Pendar biru keperakan berbaur dengan hangatnya warna amber redup menyeruak, membawa sukmanya melayang menuju sebuah masa ketika anak sulungnya memilih membentangkan jarak sejauh pulau demi menghirup udara kebebasan.
Malam sebelum kepindahan itu, suasana kamar Hanum terasa begitu hidup di tengah lengang rumah. Hening berdiri bersandar di pintu kamar, memperhatikan ketiga anak perempuannya yang sedang berkumpul melingkar di atas kasur. Hanum dan Harum sibuk meratakan masker wajah kental berwarna hijau tua, sementara Ranum bertekuk lutut di lantai seraya menekan krayon warna-warni di atas lembaran kertas putih.
"Harum! Jangan ketawa kencang-kencang, nanti maskernya retak semua!" seru Hanum seraya mencoretkan sedikit sisa masker ke ujung hidung adiknya.

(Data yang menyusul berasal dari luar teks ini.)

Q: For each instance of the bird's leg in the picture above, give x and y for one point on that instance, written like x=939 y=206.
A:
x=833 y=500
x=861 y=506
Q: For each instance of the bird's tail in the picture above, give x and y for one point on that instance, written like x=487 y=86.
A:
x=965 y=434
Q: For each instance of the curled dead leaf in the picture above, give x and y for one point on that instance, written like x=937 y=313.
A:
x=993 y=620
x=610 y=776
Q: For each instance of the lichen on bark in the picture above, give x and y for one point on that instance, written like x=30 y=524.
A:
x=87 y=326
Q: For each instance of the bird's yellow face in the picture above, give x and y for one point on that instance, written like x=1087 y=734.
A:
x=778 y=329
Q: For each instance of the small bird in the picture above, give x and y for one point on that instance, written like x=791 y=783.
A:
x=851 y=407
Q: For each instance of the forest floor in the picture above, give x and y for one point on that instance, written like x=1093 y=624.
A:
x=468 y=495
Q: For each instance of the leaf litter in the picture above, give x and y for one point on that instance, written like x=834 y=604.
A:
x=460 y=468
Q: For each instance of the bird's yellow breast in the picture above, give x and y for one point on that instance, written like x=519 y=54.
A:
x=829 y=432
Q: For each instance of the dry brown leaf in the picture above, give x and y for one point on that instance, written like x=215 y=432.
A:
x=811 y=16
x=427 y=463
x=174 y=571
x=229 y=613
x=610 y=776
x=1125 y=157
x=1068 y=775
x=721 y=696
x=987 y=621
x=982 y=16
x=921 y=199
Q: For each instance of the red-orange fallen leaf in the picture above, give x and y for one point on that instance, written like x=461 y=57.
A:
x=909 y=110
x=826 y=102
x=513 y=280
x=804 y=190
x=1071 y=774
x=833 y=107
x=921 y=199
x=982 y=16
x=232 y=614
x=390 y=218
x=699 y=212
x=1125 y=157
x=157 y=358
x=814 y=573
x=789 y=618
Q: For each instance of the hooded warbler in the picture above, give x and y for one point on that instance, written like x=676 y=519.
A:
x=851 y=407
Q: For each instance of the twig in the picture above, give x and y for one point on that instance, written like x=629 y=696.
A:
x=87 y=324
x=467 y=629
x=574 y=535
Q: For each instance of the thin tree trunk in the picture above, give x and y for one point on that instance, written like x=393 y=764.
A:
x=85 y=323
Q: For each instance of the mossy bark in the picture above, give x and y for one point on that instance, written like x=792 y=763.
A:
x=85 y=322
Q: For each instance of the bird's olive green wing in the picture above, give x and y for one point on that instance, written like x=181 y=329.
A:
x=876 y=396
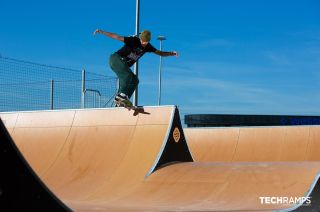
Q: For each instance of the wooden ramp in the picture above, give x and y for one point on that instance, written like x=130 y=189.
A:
x=120 y=160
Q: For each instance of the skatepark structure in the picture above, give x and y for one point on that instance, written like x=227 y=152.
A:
x=119 y=160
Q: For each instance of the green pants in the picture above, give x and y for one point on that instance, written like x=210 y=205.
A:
x=127 y=79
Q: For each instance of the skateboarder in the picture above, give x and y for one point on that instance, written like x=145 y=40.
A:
x=121 y=61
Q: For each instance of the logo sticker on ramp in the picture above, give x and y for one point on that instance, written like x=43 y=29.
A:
x=176 y=135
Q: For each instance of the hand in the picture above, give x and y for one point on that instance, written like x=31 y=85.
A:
x=98 y=31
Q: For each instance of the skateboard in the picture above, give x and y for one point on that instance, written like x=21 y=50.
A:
x=129 y=107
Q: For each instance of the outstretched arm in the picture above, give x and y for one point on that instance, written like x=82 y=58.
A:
x=164 y=54
x=109 y=34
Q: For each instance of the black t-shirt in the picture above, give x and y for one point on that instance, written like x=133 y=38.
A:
x=133 y=50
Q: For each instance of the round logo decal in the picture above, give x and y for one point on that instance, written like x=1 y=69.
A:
x=176 y=135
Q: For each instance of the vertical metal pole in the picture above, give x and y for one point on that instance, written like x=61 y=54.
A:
x=160 y=67
x=136 y=65
x=51 y=94
x=83 y=88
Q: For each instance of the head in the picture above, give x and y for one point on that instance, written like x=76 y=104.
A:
x=145 y=37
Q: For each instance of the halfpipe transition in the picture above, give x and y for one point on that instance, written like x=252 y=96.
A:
x=120 y=160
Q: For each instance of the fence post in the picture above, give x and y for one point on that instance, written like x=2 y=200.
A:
x=51 y=94
x=83 y=88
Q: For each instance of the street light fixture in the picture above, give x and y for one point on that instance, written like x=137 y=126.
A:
x=160 y=38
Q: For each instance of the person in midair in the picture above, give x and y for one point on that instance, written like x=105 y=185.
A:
x=120 y=62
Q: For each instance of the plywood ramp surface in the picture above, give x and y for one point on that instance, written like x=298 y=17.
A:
x=255 y=144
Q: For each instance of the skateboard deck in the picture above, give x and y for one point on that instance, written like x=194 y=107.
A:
x=129 y=107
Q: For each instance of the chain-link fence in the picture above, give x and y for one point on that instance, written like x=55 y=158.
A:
x=31 y=86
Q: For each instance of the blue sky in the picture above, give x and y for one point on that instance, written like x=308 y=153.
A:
x=242 y=57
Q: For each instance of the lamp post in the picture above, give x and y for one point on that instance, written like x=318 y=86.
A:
x=136 y=65
x=160 y=38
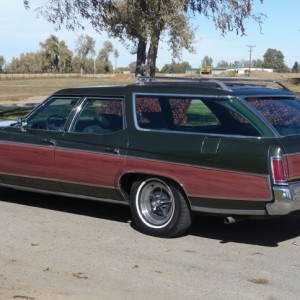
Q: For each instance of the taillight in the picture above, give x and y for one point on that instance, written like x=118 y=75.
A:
x=279 y=170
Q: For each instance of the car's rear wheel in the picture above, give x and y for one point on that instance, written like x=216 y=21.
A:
x=159 y=208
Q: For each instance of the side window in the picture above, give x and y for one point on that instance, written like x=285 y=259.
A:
x=191 y=114
x=149 y=113
x=53 y=115
x=99 y=116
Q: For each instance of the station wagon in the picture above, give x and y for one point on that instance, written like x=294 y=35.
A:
x=169 y=148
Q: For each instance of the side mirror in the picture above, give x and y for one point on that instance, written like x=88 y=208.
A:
x=22 y=123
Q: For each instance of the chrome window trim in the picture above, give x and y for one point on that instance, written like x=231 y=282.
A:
x=83 y=103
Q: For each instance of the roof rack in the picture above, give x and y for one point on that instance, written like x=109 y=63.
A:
x=221 y=83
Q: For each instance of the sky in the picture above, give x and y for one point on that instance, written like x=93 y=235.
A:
x=21 y=31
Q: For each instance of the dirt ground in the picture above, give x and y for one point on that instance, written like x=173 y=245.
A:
x=63 y=248
x=32 y=90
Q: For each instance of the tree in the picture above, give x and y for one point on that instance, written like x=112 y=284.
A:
x=176 y=67
x=274 y=59
x=223 y=63
x=26 y=63
x=296 y=68
x=258 y=63
x=206 y=61
x=55 y=55
x=85 y=49
x=103 y=64
x=116 y=56
x=122 y=19
x=2 y=63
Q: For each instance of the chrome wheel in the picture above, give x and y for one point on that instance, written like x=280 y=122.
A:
x=155 y=203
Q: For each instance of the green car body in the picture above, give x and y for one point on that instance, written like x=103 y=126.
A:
x=168 y=149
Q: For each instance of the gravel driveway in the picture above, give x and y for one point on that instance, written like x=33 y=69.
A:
x=63 y=248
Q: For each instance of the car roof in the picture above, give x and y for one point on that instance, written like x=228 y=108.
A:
x=241 y=87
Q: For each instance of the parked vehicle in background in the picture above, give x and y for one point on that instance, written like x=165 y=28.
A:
x=168 y=147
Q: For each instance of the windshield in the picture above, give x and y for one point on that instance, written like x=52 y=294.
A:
x=282 y=113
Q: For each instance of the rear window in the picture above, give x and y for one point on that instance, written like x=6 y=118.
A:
x=283 y=114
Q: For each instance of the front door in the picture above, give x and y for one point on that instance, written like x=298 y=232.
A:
x=90 y=157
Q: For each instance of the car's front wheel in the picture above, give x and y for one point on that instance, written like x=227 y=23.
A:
x=159 y=208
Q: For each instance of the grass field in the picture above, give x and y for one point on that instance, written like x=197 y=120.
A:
x=26 y=90
x=15 y=89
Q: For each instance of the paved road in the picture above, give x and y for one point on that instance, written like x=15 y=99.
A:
x=63 y=248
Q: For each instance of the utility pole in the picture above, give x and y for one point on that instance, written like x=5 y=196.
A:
x=250 y=50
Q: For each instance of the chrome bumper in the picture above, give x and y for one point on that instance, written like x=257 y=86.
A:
x=287 y=199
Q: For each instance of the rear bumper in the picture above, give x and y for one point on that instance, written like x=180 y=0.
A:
x=287 y=199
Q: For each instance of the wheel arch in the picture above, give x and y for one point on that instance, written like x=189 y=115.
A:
x=127 y=180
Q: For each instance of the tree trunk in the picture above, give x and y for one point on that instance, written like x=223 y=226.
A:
x=152 y=53
x=141 y=58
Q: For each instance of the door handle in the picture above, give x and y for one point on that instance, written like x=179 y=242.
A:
x=49 y=141
x=113 y=150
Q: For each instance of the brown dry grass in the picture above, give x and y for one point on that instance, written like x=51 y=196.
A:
x=31 y=90
x=26 y=89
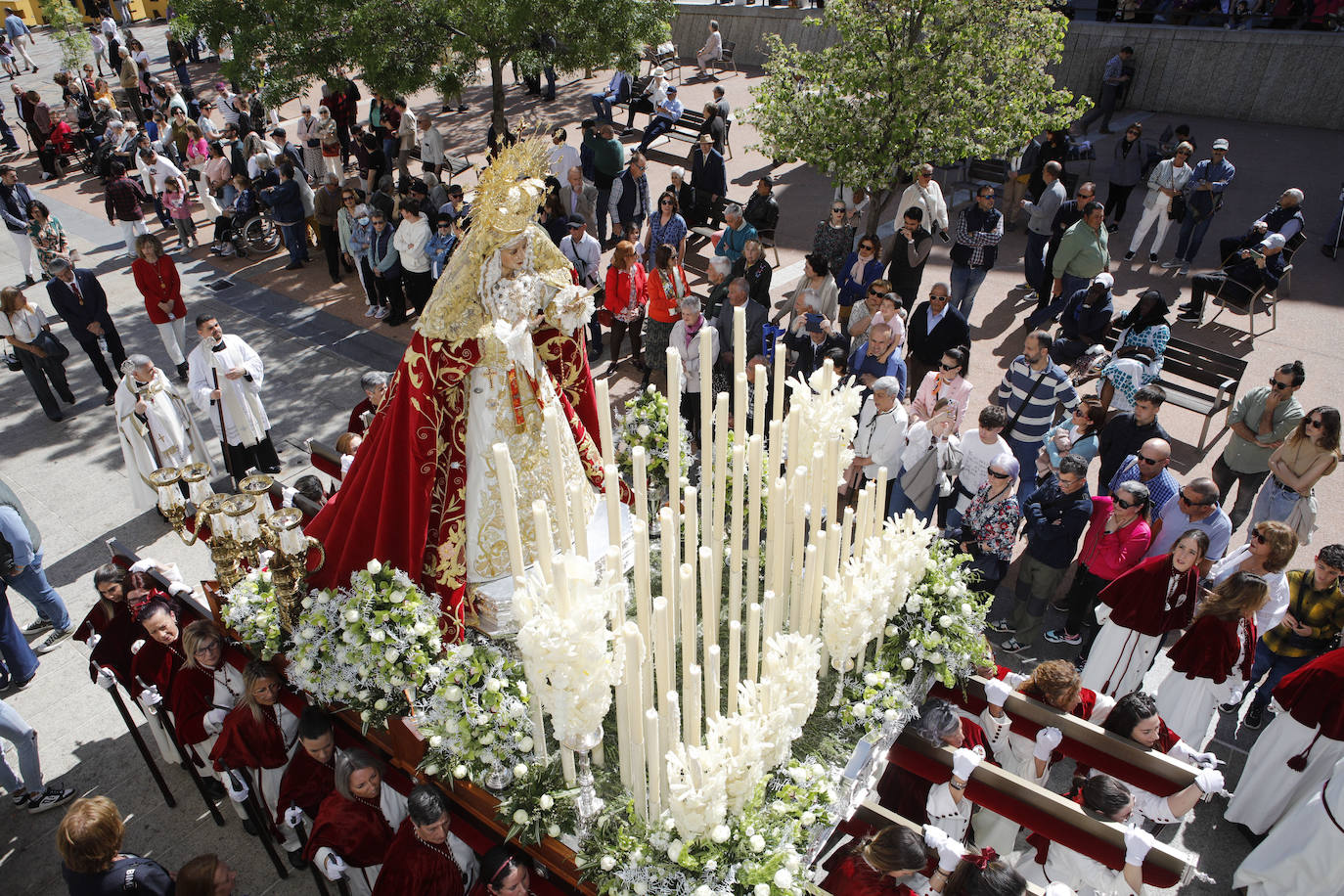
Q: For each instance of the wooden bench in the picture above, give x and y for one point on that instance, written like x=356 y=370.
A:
x=1197 y=378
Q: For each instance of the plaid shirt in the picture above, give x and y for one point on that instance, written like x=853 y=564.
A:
x=1322 y=610
x=122 y=198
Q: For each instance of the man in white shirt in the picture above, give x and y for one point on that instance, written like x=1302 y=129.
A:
x=927 y=195
x=563 y=156
x=585 y=252
x=409 y=241
x=431 y=146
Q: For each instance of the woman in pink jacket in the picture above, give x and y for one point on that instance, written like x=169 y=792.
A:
x=1116 y=542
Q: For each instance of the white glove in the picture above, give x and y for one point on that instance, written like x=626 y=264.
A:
x=1046 y=741
x=1138 y=842
x=963 y=762
x=237 y=787
x=335 y=867
x=294 y=817
x=1208 y=781
x=996 y=692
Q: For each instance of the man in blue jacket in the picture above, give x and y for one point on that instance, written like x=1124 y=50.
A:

"Ih, Teteh! Jahat banget hidung Harum jadi hijau!" pekik Harum terbahak-bahak, disusul tawa renyah Ranum yang menghentikan goresan krayonnya.
Ranum bangkit mendekati kasur, memboyong lembaran kertas gambar yang sudah penuh coretan polos. "Teteh, lihat! Adik bikin gambar khusus buat Teteh bawa besok!"
Hanum menerima kertas itu dengan pandangan lembut. Di atas kertas tipis itu, terlukis tiga figur perempuan bergaun cerah dengan tangan saling bergandengan di bawah ukiran matahari kuning. "Ini Teteh Hanum, ini Teteh Harum, terus yang paling kecil ini Adik," ujar Ranum.
"Bagus sekali, Adik manis. Teteh simpan ya, nanti Teteh tempel di dinding kamar kos Teteh," sahut Hanum seraya mengecup hangat dahi Ranum.
"Teteh jangan ditinggal juga ya tempat pensil kain warna merah muda itu!" celoteh Harum lagi seraya menunjuk sudut meja belajar yang sudah bersih.
"Kan Teteh cuma merantau kuliah, Harum. Tempat pensilnya tetap di sini buat Adik sekolah. Dipakai baik-baik ya," janji Hanum.
Hening memandangi ketiganya dari ambang pintu dengan dada yang membebat nyeri. Di balik tawa anak-anaknya malam itu, Hening tahu betul alasan utama di balik keputusan keras Hanum memilih kuliah di Lampung. Hanum sudah teramat muak. Gadis itu lelah terus-terusan dipaksa mengerti sikap Rindang yang keras, kasar, dan tak pernah bertanggung jawab di matanya. Melarikan diri menyeberangi Selat Sunda menuju Sumatra adalah satu-satunya jalan paling masuk akal bagi Hanum untuk melepaskan diri dari bayang-bayang bapaknya.
Ketika anak-anak mulai tertidur lelap, Hening berjalan perlahan ke ruang tengah. Di dekat pintu depan, tumpukan kardus cokelat yang terikat kencang dengan tali rafia dan dua tas kain besar sudah berjejer rapi.
Hening berlutut di samping tumpukan barang itu. Tangannya yang gemetar mengusap permukaan kardus yang dingin. Dalam remang lampu malam, air mata Hening menetes satu per satu tanpa suara. Anak gadisnya yang dulu ia timang kini benar-benar siap pergi menyeberangi lautan. Sementara itu, di dalam kamar utama, Rindang tertidur lelap tanpa memedulikan sedikit pun kepindahan putri sulungnya.
Pagi harinya, deru mesin mobil melintas dan berhenti tepat di depan pagar. Keluarga Derana, teman sebangku Hanum sewaktu SMA, tiba dengan ramah. Karena keluarga Hening tidak memiliki kendaraan roda empat, orang tua Derana yang berhati emas sengaja menawarkan tumpangan untuk mengangkut barang-barang Hanum sekaligus mengantar mereka.
"Bu Hening, ayo barang-barang Hanum dimasukkan ke bagasi belakang saja, masih muat kok," sapa ibu Derana hangat dari balik jendela mobil.
"Terima kasih banyak ya, Bu. Jadi merepotkan begini," sahut Hening seraya tersenyum canggung.
Hening dan Ranum ikut serta dalam perjalanan itu. Sebelum berangkat, Hanum hanya menyalami tangan Rindang singkat tanpa ada percakapan hangat. Rindang sekadar mengangguk kaku lalu kembali masuk ke dalam rumah. Ada helaan napas lega yang lolos dari bibir Hanum saat pintu mobil ditutup dan roda kendaraan mulai bergulir meninggalkan pekarangan.